Today I attend Brain injury SA and still work on a physiotherapy program every day from home. I still suffer from partial left-sided hemiplegia, spasticity, dystonia, and seizures related to my stroke. I practice yoga, Pilates, meditation and somatic exercises, and implement holistic medicine (natural medicine). I live independently away from family with my best friend and our cat Gilbert, and benefit tremendously from the NDIS and psychotherapy. I pursue art, writing and journaling still and am part of disability community inclusion groups.
I encourage young stroke survivors to not reach for shame or judgment towards themselves, it is incredibly difficult navigating life after a stroke, and your identity becomes so different than how you were previously. The way you perceive your emotions and others will change, and along with that how other people perceive you. Loving kindness towards yourself in these times, educating others and yourself, and understanding that it is okay that you’re different now, are all values that helped me with understanding my identity after my stroke. Please seek counselling, therapy, and support from services, along with the Stroke Foundation to help you navigate and create a life worth living. Within my own experience that has not been easy, yet so crucial in my self-worth.
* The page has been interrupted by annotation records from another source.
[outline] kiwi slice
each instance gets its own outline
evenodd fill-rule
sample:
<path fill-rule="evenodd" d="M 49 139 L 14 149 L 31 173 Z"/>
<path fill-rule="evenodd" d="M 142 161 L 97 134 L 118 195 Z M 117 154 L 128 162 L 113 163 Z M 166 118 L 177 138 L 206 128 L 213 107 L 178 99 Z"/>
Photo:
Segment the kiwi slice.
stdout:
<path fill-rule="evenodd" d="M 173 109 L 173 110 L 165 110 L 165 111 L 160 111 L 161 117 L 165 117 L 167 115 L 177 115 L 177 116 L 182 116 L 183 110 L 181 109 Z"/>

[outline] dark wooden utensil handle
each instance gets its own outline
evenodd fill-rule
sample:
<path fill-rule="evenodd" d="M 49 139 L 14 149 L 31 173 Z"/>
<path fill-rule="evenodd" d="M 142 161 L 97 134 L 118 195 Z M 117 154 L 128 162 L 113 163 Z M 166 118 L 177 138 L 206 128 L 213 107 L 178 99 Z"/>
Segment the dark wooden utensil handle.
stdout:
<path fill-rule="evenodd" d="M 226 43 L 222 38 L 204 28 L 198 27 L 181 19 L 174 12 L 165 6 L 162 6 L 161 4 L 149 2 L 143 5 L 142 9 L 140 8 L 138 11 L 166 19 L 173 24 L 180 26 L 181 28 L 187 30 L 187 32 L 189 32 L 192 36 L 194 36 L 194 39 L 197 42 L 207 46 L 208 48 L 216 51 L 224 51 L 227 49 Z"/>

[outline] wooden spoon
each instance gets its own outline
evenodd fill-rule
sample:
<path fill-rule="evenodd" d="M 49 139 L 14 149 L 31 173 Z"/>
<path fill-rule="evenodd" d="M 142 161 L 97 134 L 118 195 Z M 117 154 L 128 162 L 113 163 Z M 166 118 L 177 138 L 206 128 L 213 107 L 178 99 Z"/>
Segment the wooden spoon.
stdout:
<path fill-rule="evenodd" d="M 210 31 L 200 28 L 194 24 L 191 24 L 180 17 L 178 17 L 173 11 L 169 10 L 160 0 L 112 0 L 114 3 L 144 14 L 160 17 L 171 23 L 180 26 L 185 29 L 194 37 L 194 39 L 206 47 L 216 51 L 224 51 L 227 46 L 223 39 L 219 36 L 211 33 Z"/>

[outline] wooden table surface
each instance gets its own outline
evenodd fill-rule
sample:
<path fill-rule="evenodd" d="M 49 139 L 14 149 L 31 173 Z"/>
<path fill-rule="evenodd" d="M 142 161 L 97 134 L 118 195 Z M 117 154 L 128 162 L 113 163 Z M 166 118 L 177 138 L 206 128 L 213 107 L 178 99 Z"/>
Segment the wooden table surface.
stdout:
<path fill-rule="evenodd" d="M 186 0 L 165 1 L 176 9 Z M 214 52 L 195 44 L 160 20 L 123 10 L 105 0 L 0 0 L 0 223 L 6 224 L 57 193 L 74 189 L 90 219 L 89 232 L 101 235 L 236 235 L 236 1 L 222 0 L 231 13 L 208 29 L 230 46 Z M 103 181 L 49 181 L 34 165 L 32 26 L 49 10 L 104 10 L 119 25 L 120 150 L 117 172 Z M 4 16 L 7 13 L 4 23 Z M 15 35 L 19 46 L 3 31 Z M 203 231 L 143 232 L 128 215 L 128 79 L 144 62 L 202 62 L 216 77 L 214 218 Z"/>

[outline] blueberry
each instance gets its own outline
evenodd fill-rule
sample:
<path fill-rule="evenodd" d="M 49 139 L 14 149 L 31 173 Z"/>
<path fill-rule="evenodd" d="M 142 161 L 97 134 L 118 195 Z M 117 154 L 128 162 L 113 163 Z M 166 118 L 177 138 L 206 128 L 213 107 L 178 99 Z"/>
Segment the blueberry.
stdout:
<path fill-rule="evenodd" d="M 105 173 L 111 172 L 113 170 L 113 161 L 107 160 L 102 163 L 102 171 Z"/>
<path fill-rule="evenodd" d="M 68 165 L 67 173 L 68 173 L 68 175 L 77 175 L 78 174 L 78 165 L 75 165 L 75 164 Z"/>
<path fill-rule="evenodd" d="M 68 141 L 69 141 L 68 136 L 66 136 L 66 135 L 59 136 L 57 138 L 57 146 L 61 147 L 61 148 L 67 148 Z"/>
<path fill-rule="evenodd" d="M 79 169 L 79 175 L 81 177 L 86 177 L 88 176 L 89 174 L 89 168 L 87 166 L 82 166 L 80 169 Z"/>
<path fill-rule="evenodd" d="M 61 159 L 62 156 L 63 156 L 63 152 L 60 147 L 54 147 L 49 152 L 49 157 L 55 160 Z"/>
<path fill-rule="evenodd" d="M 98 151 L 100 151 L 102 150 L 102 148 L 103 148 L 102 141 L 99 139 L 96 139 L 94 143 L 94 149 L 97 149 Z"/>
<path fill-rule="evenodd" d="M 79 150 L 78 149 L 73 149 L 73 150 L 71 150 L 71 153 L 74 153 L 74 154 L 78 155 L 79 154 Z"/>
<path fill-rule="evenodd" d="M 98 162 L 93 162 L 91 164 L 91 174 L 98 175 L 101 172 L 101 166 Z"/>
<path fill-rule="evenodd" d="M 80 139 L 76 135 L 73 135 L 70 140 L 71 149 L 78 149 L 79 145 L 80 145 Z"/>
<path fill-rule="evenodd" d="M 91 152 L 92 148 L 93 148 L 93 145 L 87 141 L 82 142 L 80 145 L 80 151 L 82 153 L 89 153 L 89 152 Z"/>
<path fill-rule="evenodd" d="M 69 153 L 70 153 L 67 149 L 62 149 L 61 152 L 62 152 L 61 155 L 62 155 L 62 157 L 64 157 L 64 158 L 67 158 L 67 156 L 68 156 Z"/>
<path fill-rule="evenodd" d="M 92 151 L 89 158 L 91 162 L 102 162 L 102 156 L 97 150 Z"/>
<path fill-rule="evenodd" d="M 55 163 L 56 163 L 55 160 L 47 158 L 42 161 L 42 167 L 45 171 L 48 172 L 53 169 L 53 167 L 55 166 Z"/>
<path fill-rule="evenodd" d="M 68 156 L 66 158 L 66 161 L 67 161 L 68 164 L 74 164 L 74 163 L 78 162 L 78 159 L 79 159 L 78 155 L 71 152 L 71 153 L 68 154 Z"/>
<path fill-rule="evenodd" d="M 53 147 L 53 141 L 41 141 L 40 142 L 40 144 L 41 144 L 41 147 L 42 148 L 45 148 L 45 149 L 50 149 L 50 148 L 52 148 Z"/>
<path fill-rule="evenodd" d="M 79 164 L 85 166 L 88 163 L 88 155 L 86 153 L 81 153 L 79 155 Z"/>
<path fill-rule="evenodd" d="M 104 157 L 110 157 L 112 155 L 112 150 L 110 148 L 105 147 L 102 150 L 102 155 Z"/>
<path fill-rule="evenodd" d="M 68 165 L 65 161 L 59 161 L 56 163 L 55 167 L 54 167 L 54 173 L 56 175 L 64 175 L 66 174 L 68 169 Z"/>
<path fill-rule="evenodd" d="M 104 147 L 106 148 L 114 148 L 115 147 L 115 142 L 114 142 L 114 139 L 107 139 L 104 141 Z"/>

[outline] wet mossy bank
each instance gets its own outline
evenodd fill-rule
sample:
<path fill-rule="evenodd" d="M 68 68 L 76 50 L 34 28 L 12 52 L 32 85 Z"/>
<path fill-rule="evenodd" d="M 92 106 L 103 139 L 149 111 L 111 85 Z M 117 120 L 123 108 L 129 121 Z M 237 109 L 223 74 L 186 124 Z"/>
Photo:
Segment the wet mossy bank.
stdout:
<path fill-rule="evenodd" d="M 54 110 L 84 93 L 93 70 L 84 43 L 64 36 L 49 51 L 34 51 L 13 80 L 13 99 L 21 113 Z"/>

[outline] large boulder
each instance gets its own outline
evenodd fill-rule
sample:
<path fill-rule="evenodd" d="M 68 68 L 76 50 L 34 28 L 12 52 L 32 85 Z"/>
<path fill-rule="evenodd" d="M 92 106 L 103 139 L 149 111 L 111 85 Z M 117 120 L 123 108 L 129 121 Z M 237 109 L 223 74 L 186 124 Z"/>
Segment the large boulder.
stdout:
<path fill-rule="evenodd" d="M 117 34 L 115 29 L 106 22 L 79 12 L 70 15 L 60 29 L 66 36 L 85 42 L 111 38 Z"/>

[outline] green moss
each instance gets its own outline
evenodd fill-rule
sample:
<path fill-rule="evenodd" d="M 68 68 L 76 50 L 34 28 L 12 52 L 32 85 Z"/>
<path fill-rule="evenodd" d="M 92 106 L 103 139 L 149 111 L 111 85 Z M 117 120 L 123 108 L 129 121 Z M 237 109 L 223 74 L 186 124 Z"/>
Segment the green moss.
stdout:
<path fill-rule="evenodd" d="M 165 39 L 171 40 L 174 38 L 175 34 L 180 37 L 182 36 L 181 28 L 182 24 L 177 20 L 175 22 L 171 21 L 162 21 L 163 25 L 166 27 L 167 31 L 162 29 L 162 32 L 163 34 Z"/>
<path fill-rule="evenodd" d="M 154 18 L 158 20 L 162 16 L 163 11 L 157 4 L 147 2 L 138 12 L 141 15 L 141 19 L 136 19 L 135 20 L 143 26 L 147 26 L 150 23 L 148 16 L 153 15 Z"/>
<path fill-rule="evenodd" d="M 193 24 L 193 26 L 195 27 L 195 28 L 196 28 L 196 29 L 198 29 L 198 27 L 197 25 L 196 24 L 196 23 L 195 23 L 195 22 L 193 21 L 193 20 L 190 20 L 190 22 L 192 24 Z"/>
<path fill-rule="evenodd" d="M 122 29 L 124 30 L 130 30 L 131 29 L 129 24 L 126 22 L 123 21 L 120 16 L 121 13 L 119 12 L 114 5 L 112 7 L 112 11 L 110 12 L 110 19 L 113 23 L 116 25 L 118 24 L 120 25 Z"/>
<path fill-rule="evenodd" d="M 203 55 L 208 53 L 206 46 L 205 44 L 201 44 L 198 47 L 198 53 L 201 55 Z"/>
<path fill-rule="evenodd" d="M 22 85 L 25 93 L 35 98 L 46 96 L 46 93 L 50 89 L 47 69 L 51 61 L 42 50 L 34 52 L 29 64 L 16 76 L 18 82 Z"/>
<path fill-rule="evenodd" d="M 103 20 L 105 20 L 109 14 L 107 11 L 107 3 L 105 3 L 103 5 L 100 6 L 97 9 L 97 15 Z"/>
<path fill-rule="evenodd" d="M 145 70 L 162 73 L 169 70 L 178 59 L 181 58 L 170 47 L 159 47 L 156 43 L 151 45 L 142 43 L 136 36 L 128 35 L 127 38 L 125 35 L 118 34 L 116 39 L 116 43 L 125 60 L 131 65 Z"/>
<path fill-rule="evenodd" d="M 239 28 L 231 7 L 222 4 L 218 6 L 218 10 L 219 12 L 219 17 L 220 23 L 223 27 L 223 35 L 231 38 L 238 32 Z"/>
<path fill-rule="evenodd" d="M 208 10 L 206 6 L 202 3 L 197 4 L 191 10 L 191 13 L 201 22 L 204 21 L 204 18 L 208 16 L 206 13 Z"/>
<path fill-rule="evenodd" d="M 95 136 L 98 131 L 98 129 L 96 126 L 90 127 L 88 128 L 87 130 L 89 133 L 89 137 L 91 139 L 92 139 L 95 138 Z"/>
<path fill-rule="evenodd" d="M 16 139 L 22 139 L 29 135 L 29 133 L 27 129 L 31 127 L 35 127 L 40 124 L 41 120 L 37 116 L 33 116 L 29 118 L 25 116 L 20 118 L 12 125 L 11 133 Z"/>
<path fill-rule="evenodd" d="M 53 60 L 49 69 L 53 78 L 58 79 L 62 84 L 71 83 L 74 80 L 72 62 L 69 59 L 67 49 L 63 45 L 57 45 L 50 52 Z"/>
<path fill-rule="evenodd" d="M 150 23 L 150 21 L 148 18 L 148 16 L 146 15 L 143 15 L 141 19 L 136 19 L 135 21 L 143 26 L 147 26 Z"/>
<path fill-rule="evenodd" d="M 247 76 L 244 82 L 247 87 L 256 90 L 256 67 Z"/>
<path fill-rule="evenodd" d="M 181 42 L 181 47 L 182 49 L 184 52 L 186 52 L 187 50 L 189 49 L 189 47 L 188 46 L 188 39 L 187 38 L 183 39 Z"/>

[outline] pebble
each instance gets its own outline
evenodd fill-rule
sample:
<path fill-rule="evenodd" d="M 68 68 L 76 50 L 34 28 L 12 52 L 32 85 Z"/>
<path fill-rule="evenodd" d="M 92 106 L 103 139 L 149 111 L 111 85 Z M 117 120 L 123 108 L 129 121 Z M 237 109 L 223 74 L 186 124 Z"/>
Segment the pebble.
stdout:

Although I will never be the same person I was prior to my stroke, I believe having it was a gift, to see the world through a lens of appreciation that some people do not have. I display such resilience and determination alongside other stroke survivors and have a passion to help people with navigating their own difficult life experiences through natural medicine, which I am currently studying.
Although my identity wavered and changed after my stroke, I forged meaning and feel comfortable within my identification as a disabled person and a stroke survivor, although it has not been easy. My advice to other young stroke survivors and their families is to take it one day at a time and try to educate yourself on what best education and therapeutic modalities work for you and your family.